Nicolas : Bonjour, bonjour, merci, bonjour.
Pimprenelle : Ah non, touche moi pas.
Nicolas : Casse-toi alors.
Pimprenelle : Tu me salis.
Nicolas : Casse toi alors pauvre con. … Merci.

     Nous le savons tous, il ne s’agit pas du premier chef d’œuvre verbal de Nicolas. Mais celui-ci mérite quand même l’Oscar. Analysons le texte car il y a mépris dans les propos. Si on replace la situation dans le contexte, c'est-à-dire au salon de l’agriculture, notre Président était amené à serrer de ses mains beaucoup de choses. Notamment des animaux de ferme. Mais n’ayant pas coutume de côtoyer tous les jours Marguerite, Aglaé ou Sidonie, il aura vite confondu les mains humaines aux sabots de vache et pâtes d’oie qui défilaient par là. Du coup, aux mêmes titres que Jean-Paul Sartre, et sans comprendre ni comment ni pourquoi, il eu vite fini d’avoir les mains sales et la nausée.

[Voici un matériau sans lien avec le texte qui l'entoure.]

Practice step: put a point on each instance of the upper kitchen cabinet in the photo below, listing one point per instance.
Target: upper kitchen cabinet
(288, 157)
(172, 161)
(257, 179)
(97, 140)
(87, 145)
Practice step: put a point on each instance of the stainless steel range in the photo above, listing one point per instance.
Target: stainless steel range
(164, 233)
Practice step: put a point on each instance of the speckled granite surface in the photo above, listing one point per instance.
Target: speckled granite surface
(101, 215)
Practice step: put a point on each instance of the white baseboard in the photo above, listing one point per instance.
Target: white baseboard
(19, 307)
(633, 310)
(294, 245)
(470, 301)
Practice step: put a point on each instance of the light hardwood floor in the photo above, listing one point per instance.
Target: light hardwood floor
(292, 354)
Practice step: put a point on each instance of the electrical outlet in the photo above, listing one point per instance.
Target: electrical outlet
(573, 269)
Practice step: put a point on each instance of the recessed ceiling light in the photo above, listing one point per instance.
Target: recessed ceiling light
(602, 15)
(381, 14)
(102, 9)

     Ainsi, on comprend aisément la position de Pimprenelle, toujours propre sur lui et coquette comme un sou neuf. Et en tant que visiteur habituel et averti, Pimprenelle aurait pu être plus conciliant avec le nouveau venu. Mais non. Tel est le drame de cette merveilleuse pièce de théâtre qu’est la vie.

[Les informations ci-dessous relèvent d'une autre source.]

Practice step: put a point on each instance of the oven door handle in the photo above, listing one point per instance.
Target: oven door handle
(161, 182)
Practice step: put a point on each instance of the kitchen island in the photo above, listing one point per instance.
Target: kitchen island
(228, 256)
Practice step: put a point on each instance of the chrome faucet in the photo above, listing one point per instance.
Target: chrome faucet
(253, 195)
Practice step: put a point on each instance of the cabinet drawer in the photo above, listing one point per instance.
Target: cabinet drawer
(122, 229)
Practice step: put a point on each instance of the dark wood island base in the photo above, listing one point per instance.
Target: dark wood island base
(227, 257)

     Le plus intéressant dans cette histoire, c’est, à mon gout, la suite des évènements. En effet, dans la journée du Lundi qui suivait, les personnes qui étaient présentes lors d’un traditionnel « Face aux lecteurs » organisé par l’Elysée, le protagoniste n’exprimait apparemment aucun regret dans cette histoire. Toutefois, le soir même, alors que Le Parisien allait passer au marbre son édition, un communiqué de l’Elysée leur demandait d’ajouter à l’entretien original le regret profond de ses propos par la phrase suivante qui fut le titre de l’article du journal susdit « j’aurais mieux fait de ne pas lui répondre ». L’AFP va même plus loin dans le débat diarrhéique en avouant que le président aurait dit texto : « J’aurais pas du dire casse-toi ».

     Alors, résumons-nous. Il aurait simplement dit « Pauvre con ». Bravo. L’art de la litote présidentielle n’est pas perdu.